19. 9月2日にデビュー15周年を記念して、プロコフィエフ、ストラヴィンスキー、ブラームスの協奏曲を1回の演奏会で弾かれます。この3曲の協奏曲を選ばれた理由は?
服部 プロコフィエフの「ヴァイオリン協奏曲第1番」は、思い出深い曲にも挙げましたが、11歳のときに初めて勉強しました。そのときにブロン先生が「プロコフィエフやショスタコーヴィチといったロシアものをこれから弾くにあたり、見せたいものがある」と連れていってくれたのは、ロシアにある戦勝記念公園でした。大きな戦車や本物のカラシニコフが置いてあって、「こういうもので争いをやっていた時代があって、その背景には政治とかいろんなものが絡んでいた。そういう時代をプロコフィエフやショスタコーヴィチは生き抜いてきたんですよ、その重みや痛みを肌で感じてないといけない」って言われて。幼ながらに冷たさを感じました。ほかにもいろんな共演者との思い出はあるんですけど、単純に、最近あんまり弾いてなかったので、弾き直したいなと思いました。
ストラヴィンスキーは今回初めて弾くんですけど、以前からすごく素敵な曲だからいつか弾きたいと思っていました。最初に決めたのがストラヴィンスキーで、あとはどう合わせていくのか考えました。プロコフィエフの1番は、おとぎ話のような、最初から最後まで詩があるような曲です。3楽章のレッスンで、ブロン先生にプーシキンの「冬の夜」っていう詩をロシア語で読み上げられて、明日のレッスンまでにこのロシア語を言えるようになってこいって言われて。ロシア語が全然わからないときだったから、カタカナで発音を書いて、暗記して、次の日のレッスンで言いました。今となっては、先生はこの曲が詩ですよって言いたかったんだと思います。
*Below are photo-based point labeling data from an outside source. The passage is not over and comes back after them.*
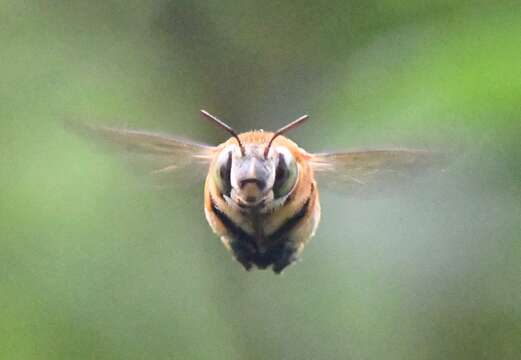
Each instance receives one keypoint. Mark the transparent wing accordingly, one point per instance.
(157, 153)
(367, 171)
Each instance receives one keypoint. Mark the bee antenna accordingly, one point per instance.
(282, 130)
(226, 127)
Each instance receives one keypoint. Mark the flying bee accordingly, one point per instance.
(260, 195)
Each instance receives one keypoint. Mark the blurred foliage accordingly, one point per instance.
(95, 264)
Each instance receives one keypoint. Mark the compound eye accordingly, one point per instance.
(223, 172)
(285, 175)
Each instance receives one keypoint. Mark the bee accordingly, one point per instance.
(260, 194)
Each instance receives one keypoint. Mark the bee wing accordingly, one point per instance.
(364, 171)
(163, 154)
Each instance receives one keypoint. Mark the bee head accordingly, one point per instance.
(254, 175)
(253, 180)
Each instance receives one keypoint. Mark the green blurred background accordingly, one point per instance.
(97, 264)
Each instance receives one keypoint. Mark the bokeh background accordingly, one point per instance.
(97, 264)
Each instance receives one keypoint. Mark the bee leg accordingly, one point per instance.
(243, 252)
(284, 255)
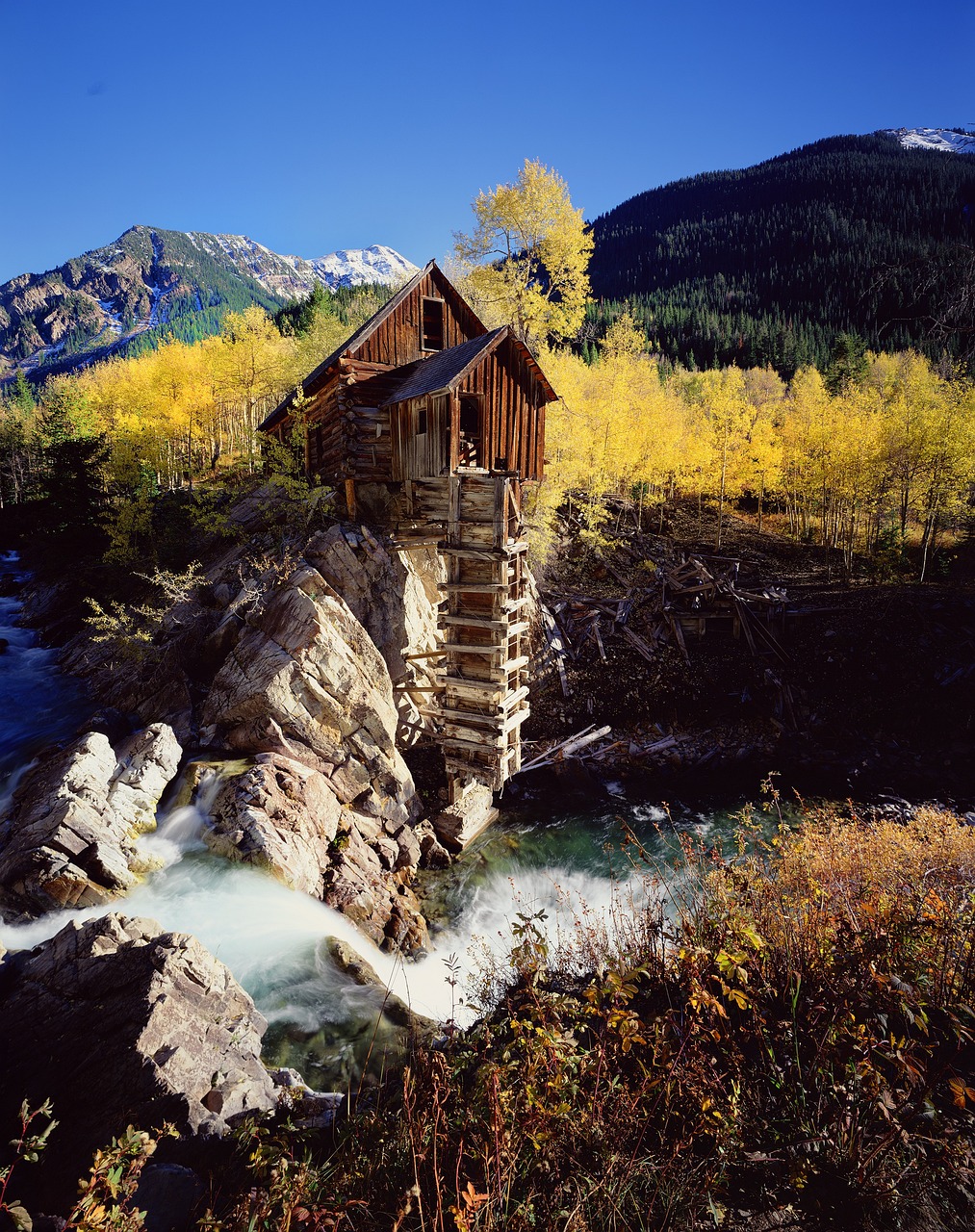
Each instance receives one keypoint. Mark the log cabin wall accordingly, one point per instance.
(512, 414)
(398, 339)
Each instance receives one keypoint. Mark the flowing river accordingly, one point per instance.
(276, 941)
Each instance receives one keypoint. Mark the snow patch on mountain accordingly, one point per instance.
(293, 276)
(947, 140)
(355, 267)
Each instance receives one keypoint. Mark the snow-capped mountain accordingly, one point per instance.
(948, 140)
(293, 276)
(167, 282)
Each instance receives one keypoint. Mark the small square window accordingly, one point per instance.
(433, 324)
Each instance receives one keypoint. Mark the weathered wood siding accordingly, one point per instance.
(398, 339)
(513, 413)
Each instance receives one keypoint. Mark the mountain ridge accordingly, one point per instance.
(769, 264)
(153, 281)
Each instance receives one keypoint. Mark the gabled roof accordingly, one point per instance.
(443, 372)
(351, 346)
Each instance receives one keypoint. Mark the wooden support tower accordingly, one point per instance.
(483, 623)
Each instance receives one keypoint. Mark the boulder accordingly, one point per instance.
(279, 814)
(147, 762)
(68, 838)
(306, 680)
(364, 884)
(119, 1023)
(392, 594)
(461, 822)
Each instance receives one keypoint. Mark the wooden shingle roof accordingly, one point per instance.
(349, 347)
(443, 372)
(440, 372)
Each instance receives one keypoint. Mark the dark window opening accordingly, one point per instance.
(469, 452)
(434, 312)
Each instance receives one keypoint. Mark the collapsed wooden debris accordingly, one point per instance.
(670, 603)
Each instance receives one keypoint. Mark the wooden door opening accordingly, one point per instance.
(470, 449)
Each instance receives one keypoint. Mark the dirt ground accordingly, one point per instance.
(882, 677)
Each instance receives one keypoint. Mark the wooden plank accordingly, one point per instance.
(500, 626)
(475, 689)
(519, 695)
(475, 588)
(487, 554)
(471, 648)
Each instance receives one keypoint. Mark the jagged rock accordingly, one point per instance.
(433, 853)
(147, 762)
(304, 678)
(281, 816)
(169, 1194)
(121, 1023)
(461, 822)
(69, 835)
(364, 887)
(284, 816)
(394, 595)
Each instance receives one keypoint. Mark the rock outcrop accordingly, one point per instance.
(279, 814)
(306, 680)
(284, 816)
(119, 1023)
(69, 835)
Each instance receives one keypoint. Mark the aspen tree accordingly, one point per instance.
(526, 260)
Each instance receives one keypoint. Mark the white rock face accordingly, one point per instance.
(306, 679)
(356, 267)
(124, 1024)
(280, 814)
(68, 838)
(147, 762)
(945, 140)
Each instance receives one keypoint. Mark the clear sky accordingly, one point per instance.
(312, 126)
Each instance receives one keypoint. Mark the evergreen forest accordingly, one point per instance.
(767, 265)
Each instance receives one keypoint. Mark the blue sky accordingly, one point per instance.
(315, 126)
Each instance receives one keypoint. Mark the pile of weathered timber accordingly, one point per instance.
(662, 603)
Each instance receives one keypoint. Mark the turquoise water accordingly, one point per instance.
(557, 861)
(38, 704)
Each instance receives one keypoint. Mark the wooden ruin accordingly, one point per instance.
(431, 424)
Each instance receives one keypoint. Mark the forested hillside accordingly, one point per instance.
(152, 285)
(767, 265)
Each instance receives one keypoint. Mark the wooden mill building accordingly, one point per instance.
(433, 423)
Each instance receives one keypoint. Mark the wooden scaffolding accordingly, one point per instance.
(482, 679)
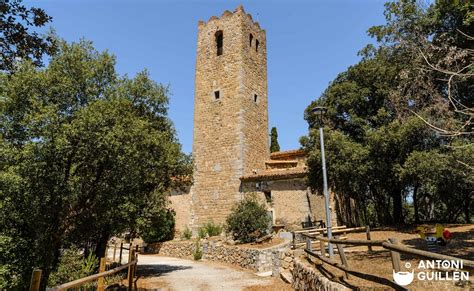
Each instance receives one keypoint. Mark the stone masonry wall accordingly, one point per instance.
(259, 260)
(305, 277)
(292, 201)
(231, 132)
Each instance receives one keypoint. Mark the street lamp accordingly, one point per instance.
(319, 112)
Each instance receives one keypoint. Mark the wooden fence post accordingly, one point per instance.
(309, 247)
(101, 281)
(120, 254)
(367, 232)
(294, 244)
(340, 250)
(35, 280)
(322, 247)
(395, 256)
(115, 251)
(130, 270)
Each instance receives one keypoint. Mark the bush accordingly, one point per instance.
(202, 233)
(72, 266)
(187, 233)
(212, 229)
(248, 220)
(197, 254)
(157, 226)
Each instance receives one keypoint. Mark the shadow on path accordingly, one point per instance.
(156, 270)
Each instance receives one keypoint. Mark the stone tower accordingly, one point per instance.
(230, 112)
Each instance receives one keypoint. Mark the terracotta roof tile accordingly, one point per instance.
(286, 154)
(276, 174)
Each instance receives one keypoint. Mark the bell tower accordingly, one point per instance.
(230, 112)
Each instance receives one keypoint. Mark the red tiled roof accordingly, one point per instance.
(287, 154)
(276, 174)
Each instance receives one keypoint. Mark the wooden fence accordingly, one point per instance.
(391, 245)
(100, 277)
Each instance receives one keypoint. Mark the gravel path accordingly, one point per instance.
(166, 273)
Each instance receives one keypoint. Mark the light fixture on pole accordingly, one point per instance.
(319, 112)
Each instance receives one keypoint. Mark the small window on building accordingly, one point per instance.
(219, 42)
(268, 196)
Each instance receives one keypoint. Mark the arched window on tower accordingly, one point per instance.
(219, 41)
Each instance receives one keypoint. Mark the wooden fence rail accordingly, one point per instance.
(391, 245)
(131, 266)
(131, 273)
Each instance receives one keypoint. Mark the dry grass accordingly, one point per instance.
(379, 261)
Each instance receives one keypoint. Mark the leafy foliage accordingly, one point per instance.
(187, 233)
(381, 113)
(197, 253)
(16, 42)
(248, 220)
(85, 155)
(202, 233)
(274, 146)
(212, 229)
(73, 266)
(157, 226)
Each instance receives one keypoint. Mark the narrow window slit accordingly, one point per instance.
(219, 42)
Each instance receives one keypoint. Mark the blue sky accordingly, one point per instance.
(308, 44)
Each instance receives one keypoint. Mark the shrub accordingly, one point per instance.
(197, 254)
(157, 226)
(212, 229)
(187, 233)
(72, 265)
(248, 220)
(202, 233)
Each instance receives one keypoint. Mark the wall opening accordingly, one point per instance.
(268, 196)
(219, 41)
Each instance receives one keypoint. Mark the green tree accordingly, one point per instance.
(378, 111)
(248, 220)
(16, 41)
(84, 153)
(274, 146)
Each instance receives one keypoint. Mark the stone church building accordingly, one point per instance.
(231, 136)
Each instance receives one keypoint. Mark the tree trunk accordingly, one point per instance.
(101, 245)
(467, 206)
(397, 207)
(415, 204)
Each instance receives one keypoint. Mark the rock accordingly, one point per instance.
(286, 276)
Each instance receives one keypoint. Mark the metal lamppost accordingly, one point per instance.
(319, 112)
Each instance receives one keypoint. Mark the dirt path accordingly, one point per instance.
(166, 273)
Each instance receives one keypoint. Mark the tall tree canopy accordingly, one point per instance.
(85, 154)
(274, 145)
(383, 155)
(16, 42)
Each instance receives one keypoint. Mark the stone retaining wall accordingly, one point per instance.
(260, 260)
(305, 277)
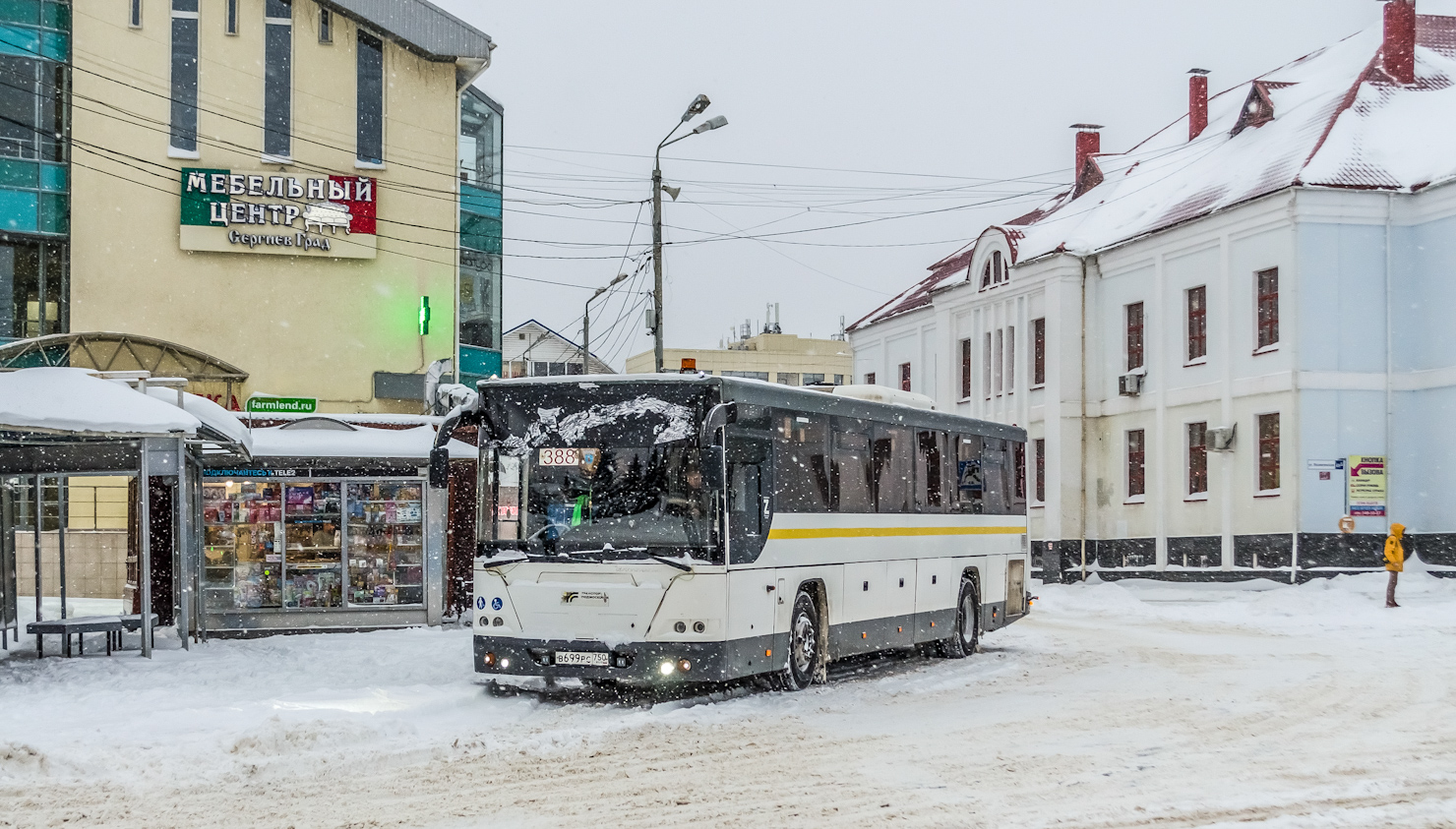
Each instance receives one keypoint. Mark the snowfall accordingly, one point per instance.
(1113, 704)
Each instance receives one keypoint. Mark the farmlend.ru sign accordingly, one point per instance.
(269, 212)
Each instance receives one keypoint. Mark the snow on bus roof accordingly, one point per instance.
(1338, 121)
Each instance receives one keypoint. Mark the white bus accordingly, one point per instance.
(689, 528)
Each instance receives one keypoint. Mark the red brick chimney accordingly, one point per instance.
(1398, 51)
(1197, 102)
(1089, 143)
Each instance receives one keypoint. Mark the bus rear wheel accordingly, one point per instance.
(804, 653)
(967, 624)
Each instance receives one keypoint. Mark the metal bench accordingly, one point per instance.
(81, 625)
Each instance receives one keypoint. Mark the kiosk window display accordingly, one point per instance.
(312, 544)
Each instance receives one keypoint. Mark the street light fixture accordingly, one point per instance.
(585, 324)
(718, 121)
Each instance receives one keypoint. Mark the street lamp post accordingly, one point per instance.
(585, 324)
(697, 108)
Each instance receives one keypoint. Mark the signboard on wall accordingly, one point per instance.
(269, 212)
(1365, 486)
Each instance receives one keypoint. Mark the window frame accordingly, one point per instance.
(276, 76)
(366, 38)
(1265, 312)
(185, 91)
(1038, 352)
(1136, 457)
(1040, 464)
(1261, 444)
(967, 361)
(1195, 325)
(1134, 340)
(1197, 457)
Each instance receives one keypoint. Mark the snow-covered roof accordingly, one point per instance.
(1338, 121)
(297, 441)
(75, 400)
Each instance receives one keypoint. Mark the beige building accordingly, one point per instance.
(781, 358)
(273, 184)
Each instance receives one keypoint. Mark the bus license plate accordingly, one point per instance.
(596, 659)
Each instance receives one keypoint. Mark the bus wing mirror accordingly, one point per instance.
(439, 467)
(713, 467)
(718, 416)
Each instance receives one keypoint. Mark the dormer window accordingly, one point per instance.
(995, 270)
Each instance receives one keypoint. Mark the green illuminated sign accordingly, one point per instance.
(282, 404)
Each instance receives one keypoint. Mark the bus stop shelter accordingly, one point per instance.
(58, 422)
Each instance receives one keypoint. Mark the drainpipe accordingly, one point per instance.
(1389, 361)
(1082, 525)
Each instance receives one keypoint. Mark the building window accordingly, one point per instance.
(278, 79)
(986, 367)
(370, 99)
(998, 361)
(1010, 360)
(184, 76)
(1136, 464)
(1268, 307)
(995, 270)
(965, 367)
(1134, 336)
(1197, 458)
(33, 290)
(1268, 452)
(1197, 324)
(1040, 445)
(1038, 352)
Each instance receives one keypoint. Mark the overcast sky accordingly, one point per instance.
(925, 122)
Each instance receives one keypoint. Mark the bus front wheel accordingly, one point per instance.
(967, 624)
(804, 643)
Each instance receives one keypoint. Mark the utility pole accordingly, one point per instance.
(657, 261)
(585, 325)
(695, 108)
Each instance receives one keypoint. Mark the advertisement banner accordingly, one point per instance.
(1365, 480)
(269, 212)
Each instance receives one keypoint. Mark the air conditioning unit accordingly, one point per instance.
(1219, 440)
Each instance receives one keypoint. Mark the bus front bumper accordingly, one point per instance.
(631, 664)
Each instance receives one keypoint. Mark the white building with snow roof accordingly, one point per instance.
(1204, 325)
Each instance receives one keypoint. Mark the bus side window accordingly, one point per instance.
(801, 473)
(851, 470)
(928, 471)
(892, 468)
(997, 473)
(970, 486)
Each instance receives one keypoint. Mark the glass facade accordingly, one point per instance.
(33, 172)
(308, 544)
(479, 169)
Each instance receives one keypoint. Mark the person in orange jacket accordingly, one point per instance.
(1394, 562)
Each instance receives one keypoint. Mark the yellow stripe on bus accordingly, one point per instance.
(890, 531)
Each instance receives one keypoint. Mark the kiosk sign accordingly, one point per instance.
(1365, 486)
(266, 212)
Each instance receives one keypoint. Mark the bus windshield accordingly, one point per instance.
(599, 471)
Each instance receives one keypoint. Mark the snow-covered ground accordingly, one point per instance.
(1130, 704)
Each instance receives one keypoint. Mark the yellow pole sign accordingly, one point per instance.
(1365, 482)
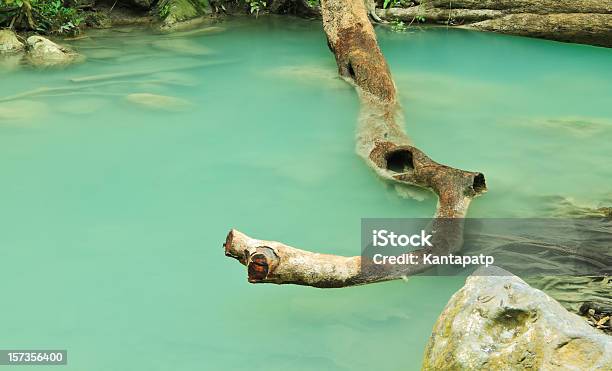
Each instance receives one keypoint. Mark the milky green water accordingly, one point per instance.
(112, 212)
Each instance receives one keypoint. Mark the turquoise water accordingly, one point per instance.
(113, 212)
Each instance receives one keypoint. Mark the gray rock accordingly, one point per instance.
(144, 4)
(9, 42)
(498, 322)
(43, 52)
(175, 12)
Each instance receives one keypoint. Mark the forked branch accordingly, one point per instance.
(384, 145)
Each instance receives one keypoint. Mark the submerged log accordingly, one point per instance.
(579, 21)
(385, 147)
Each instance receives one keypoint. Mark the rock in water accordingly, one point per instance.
(9, 42)
(498, 322)
(45, 53)
(160, 102)
(174, 12)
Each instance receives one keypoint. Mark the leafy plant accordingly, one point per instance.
(398, 26)
(256, 6)
(393, 3)
(45, 16)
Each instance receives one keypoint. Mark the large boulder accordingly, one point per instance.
(43, 52)
(498, 322)
(173, 12)
(9, 42)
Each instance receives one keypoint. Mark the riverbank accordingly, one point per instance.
(585, 22)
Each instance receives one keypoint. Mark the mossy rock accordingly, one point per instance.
(9, 42)
(175, 11)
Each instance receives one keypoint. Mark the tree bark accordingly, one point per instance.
(386, 148)
(580, 21)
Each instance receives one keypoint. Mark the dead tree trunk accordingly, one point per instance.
(385, 147)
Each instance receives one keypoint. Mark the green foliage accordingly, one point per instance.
(393, 3)
(45, 16)
(398, 26)
(164, 11)
(256, 6)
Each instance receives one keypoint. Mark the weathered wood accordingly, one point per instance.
(384, 145)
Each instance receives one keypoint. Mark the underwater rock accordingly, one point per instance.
(160, 102)
(310, 74)
(83, 106)
(10, 62)
(21, 110)
(43, 52)
(497, 321)
(103, 53)
(173, 12)
(181, 46)
(9, 42)
(564, 207)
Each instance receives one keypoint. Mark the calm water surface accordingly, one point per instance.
(113, 212)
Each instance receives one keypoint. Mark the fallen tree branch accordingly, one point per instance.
(386, 148)
(275, 262)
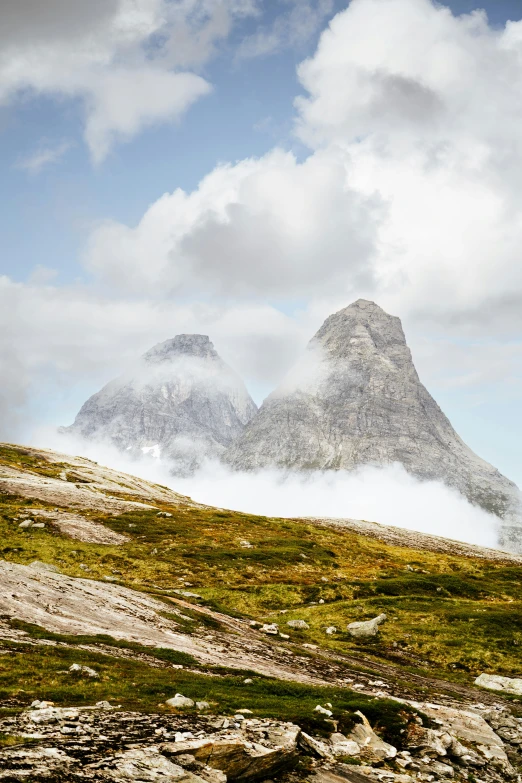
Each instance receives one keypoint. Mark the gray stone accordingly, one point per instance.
(355, 399)
(323, 711)
(180, 402)
(180, 702)
(272, 629)
(86, 671)
(494, 682)
(39, 566)
(372, 747)
(298, 624)
(366, 627)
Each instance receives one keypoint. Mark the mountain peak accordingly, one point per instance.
(355, 399)
(194, 345)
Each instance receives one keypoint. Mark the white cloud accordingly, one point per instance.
(60, 342)
(272, 225)
(390, 496)
(45, 156)
(122, 58)
(412, 193)
(291, 28)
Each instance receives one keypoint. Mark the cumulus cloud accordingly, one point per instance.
(291, 28)
(411, 192)
(45, 156)
(389, 496)
(58, 344)
(121, 58)
(263, 226)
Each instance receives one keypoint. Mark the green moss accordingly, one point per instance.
(448, 615)
(42, 672)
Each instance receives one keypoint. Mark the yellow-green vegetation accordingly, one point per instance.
(450, 616)
(27, 673)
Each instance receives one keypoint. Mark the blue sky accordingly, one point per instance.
(466, 339)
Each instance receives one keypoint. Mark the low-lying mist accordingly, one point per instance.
(388, 495)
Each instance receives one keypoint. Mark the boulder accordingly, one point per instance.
(180, 702)
(317, 746)
(494, 682)
(238, 758)
(270, 628)
(342, 746)
(86, 671)
(366, 627)
(323, 711)
(471, 739)
(147, 764)
(372, 747)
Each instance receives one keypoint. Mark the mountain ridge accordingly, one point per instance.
(180, 401)
(356, 399)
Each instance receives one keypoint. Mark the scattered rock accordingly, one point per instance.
(39, 566)
(270, 628)
(366, 627)
(188, 594)
(323, 711)
(342, 746)
(84, 670)
(494, 682)
(180, 702)
(372, 747)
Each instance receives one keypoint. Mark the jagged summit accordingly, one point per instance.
(355, 399)
(196, 345)
(180, 401)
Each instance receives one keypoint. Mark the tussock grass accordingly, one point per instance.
(448, 615)
(42, 673)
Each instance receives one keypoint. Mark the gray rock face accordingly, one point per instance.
(366, 627)
(181, 402)
(355, 399)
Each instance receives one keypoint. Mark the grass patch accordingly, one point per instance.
(448, 615)
(41, 673)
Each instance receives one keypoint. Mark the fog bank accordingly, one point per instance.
(388, 495)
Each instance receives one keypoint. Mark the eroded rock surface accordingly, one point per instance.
(181, 401)
(356, 399)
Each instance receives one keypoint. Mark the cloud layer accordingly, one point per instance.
(127, 61)
(409, 193)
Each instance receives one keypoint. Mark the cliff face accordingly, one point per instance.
(181, 401)
(355, 399)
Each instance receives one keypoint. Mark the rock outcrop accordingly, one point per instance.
(355, 399)
(495, 682)
(181, 401)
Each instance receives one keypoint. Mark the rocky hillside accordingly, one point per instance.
(355, 399)
(146, 637)
(181, 401)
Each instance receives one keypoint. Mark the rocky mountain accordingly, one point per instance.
(181, 401)
(146, 637)
(355, 399)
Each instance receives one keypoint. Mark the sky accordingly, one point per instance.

ストラヴィンスキーは、とても前衛的でモダンな響きだけど、色彩で言ったらカラフルでポップだから、そのニュアンスカラーの対比が出せたらいいなと思いました。全体を通して一つの絵が見えるようにしたくて、このプログラムにしました。
後半ブラームスを入れたのは、せっかくN響と広上さんをお迎えするので、昔からオイストラフの演奏で聴き込んでいた曲を私の15周年として弾かせてもらいたいという純粋な思いで選びました。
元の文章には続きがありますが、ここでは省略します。